“All politics is local,” said Tip O’Neill, and it is true. Even politicians on the national stage are dependent on local or regional voters to return them to office. And so despite the national or international rhetoric, local values and concerns always have to be met in the end, something we are likely to see ahead in the way our economy is managed.
Out of the bubble years, you see, we’re now embracing slow growth as our national mantra. Pay as we go. This new norm means slower U.S. growth from a lower base with higher unemployment and lower U.S. living standards. The U.S. is setting itself up for a weak new-norm recovery in 2010 as capital continues shifting abroad.

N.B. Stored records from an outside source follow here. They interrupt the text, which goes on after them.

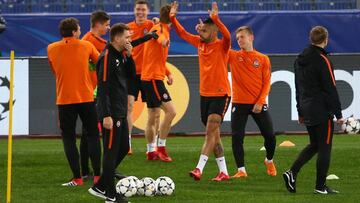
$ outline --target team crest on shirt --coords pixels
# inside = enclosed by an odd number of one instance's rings
[[[254,68],[259,68],[260,61],[258,59],[255,59],[254,62],[253,62],[253,66],[254,66]]]
[[[120,121],[117,121],[117,122],[116,122],[116,127],[120,127],[120,125],[121,125],[121,122],[120,122]]]
[[[238,60],[239,60],[239,62],[243,62],[243,61],[244,61],[243,57],[241,57],[241,56],[239,56]]]
[[[169,98],[169,95],[167,95],[166,93],[163,94],[163,98],[164,99],[168,99]]]
[[[231,112],[235,112],[236,111],[236,107],[234,106],[232,109],[231,109]]]
[[[149,31],[148,31],[148,29],[144,29],[144,35],[146,34],[146,33],[148,33]]]
[[[205,51],[205,44],[200,44],[198,46],[198,49],[201,51],[201,52],[204,52]]]
[[[116,62],[116,66],[119,66],[119,65],[120,65],[119,59],[116,59],[115,62]]]

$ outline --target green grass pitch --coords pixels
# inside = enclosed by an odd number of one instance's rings
[[[227,182],[212,182],[218,172],[214,157],[210,157],[203,177],[195,182],[188,176],[198,161],[203,137],[172,137],[167,141],[172,163],[145,160],[145,139],[133,139],[132,156],[127,156],[118,168],[126,175],[156,179],[169,176],[176,184],[172,196],[132,197],[131,202],[356,202],[360,199],[360,136],[335,135],[329,174],[339,180],[328,185],[341,193],[320,196],[313,194],[315,185],[314,157],[298,176],[297,193],[286,191],[282,172],[288,169],[300,150],[308,143],[308,136],[277,136],[277,146],[291,140],[295,147],[277,147],[275,163],[278,176],[266,174],[261,136],[245,138],[245,162],[248,178]],[[236,172],[231,151],[231,137],[224,137],[225,156],[230,175]],[[103,202],[88,194],[91,182],[81,187],[62,187],[71,178],[60,139],[16,139],[13,142],[12,202]],[[7,140],[0,140],[0,202],[6,198]]]

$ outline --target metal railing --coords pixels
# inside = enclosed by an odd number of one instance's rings
[[[167,0],[150,0],[151,10],[158,11]],[[178,1],[180,11],[205,11],[209,0]],[[266,10],[343,10],[357,9],[360,0],[227,0],[218,1],[221,11]],[[0,0],[0,13],[89,13],[132,12],[133,0]]]

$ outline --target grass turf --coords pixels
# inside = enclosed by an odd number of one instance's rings
[[[156,179],[169,176],[176,184],[175,193],[166,197],[132,197],[131,202],[355,202],[360,198],[359,160],[360,136],[335,136],[329,174],[340,180],[328,185],[341,193],[321,196],[312,194],[315,184],[314,157],[306,164],[297,181],[297,193],[286,191],[282,172],[290,167],[300,150],[308,143],[308,136],[277,136],[277,145],[284,140],[296,144],[292,148],[277,147],[275,163],[278,176],[266,174],[261,136],[245,138],[245,162],[248,178],[227,182],[212,182],[218,172],[215,159],[209,158],[201,181],[195,182],[188,172],[198,161],[203,137],[169,138],[168,151],[172,163],[145,160],[145,140],[133,139],[132,156],[127,156],[118,168],[126,175]],[[231,138],[224,137],[225,155],[230,175],[236,172],[231,151]],[[61,140],[16,139],[13,142],[12,202],[103,202],[88,194],[91,182],[81,187],[61,187],[71,178]],[[7,141],[0,140],[0,202],[6,197]]]

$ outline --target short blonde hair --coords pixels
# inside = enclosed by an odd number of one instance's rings
[[[237,33],[241,32],[241,31],[246,31],[248,34],[254,35],[254,32],[253,32],[253,30],[251,29],[250,26],[241,26],[238,29],[236,29],[235,32],[237,34]]]

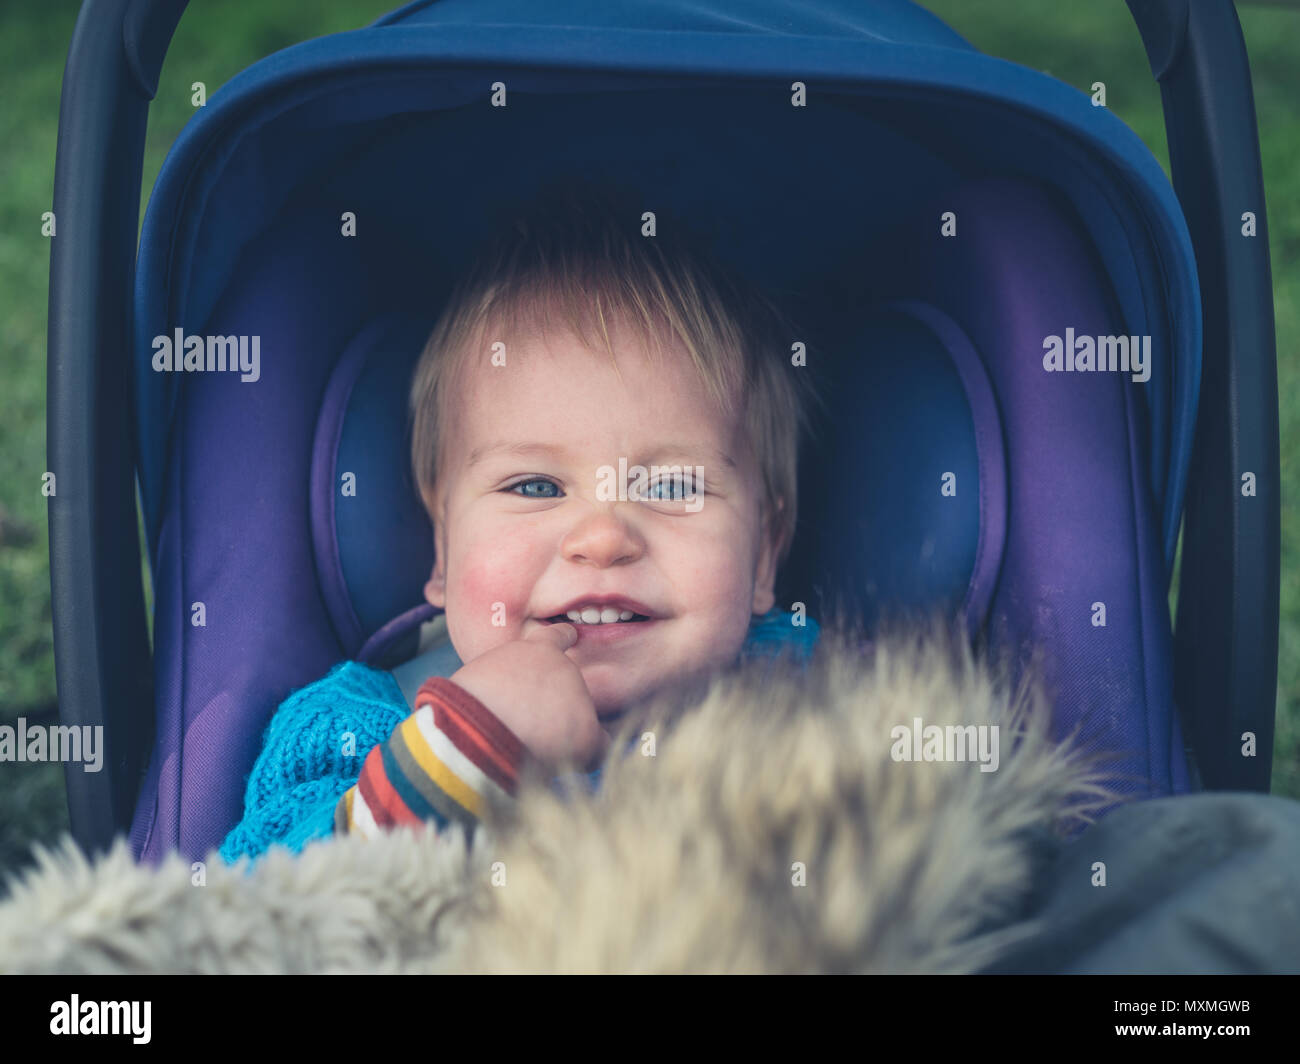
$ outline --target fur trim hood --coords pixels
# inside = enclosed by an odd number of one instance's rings
[[[0,902],[0,969],[978,971],[1037,930],[1043,840],[1115,800],[1006,675],[938,629],[866,651],[828,630],[805,671],[750,662],[655,704],[595,793],[525,778],[468,840],[151,868],[65,836]]]

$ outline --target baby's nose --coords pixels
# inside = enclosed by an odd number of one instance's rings
[[[603,567],[635,561],[644,553],[645,544],[612,509],[601,508],[569,531],[560,550],[566,561]]]

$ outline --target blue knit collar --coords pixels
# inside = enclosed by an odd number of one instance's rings
[[[806,613],[790,613],[773,607],[750,621],[749,634],[741,647],[742,657],[776,657],[789,651],[806,661],[817,644],[821,627]]]

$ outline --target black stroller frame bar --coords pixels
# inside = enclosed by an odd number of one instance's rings
[[[1267,792],[1277,688],[1277,366],[1249,61],[1232,0],[1128,0],[1160,83],[1196,252],[1205,359],[1174,641],[1175,698],[1209,789]],[[104,770],[67,773],[88,853],[129,830],[152,741],[152,653],[129,371],[149,102],[186,0],[86,0],[59,109],[47,448],[59,713],[102,726]],[[1251,211],[1258,237],[1243,239]],[[1241,492],[1255,474],[1257,494]],[[1244,733],[1255,756],[1242,756]]]
[[[1277,699],[1281,459],[1273,279],[1250,64],[1231,0],[1128,0],[1160,83],[1201,289],[1174,699],[1211,790],[1268,792]],[[1255,216],[1254,237],[1242,235]],[[1255,477],[1253,496],[1242,478]],[[1253,756],[1248,736],[1254,737]]]

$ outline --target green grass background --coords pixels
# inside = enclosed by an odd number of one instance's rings
[[[195,0],[181,20],[150,113],[141,211],[166,152],[192,116],[190,85],[208,94],[257,59],[354,29],[398,0]],[[1160,96],[1121,0],[929,0],[977,48],[1107,105],[1168,173]],[[45,339],[59,87],[78,5],[0,4],[0,723],[56,720],[45,463]],[[1300,566],[1294,507],[1300,464],[1300,6],[1240,7],[1254,74],[1277,313],[1282,432],[1282,624],[1273,791],[1300,798]],[[0,873],[30,860],[35,840],[67,830],[63,768],[0,764]]]

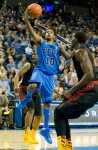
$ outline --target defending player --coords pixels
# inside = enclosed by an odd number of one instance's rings
[[[64,101],[54,111],[58,150],[73,150],[68,119],[79,117],[98,101],[98,72],[91,52],[84,47],[85,42],[84,32],[74,34],[72,59],[79,82],[64,93]]]
[[[22,100],[27,93],[27,86],[29,85],[29,80],[32,74],[34,67],[36,66],[36,62],[28,61],[21,70],[16,74],[14,81],[14,91],[15,95],[19,95]],[[19,80],[22,78],[22,83],[20,87],[18,87]],[[39,128],[40,120],[41,120],[41,99],[39,95],[39,91],[36,89],[32,100],[27,104],[27,113],[25,116],[25,134],[23,136],[23,142],[28,144],[38,144],[36,139],[36,133]],[[34,115],[34,120],[33,120]],[[30,127],[32,124],[32,133],[30,133]]]

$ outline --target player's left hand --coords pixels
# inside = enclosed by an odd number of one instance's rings
[[[72,96],[72,93],[70,91],[67,91],[67,92],[64,92],[61,97],[64,98],[64,100],[65,99],[68,100],[71,96]]]
[[[60,42],[60,47],[61,47],[62,49],[66,49],[66,44],[65,44],[65,43]]]

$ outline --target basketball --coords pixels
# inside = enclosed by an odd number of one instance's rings
[[[39,4],[33,3],[27,7],[28,15],[33,18],[38,18],[42,14],[42,8]]]

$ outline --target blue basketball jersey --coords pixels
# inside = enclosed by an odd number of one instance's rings
[[[47,75],[57,73],[60,62],[60,46],[57,42],[48,44],[44,40],[37,49],[38,65],[35,69],[39,69]]]

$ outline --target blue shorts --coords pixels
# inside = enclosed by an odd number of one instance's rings
[[[43,103],[51,103],[54,92],[54,75],[46,75],[42,71],[35,69],[30,78],[30,83],[37,83]]]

Only it won’t work. This slow-growth outlook cannot be sustained very long because too many states, cities and companies will be below breakeven. The new norm growth rate built into the bond market is below the stall speed for the economy.
In the end, Washington will have to change economic policy in reaction to slow growth and high unemployment. We’re seeing this a bit already in the statements of Treasury Secretary Timothy Geithner supporting a strong dollar even though his agency is not yet doing anything to make the dollar strong.
Inevitably the state and local governments will come begging and rightly so. It is unclear whether that points to another ratchet up in federal spending, a tax cut, protectionism, regulatory relief from the small-business credit crunch, a departure from Washington’s weak-dollar policy in order to draw capital back to the U.S., or something else.
Whatever the solution the Obama Administration attempts to apply, it will mean the quick end of slow growth as local politics again holds sway.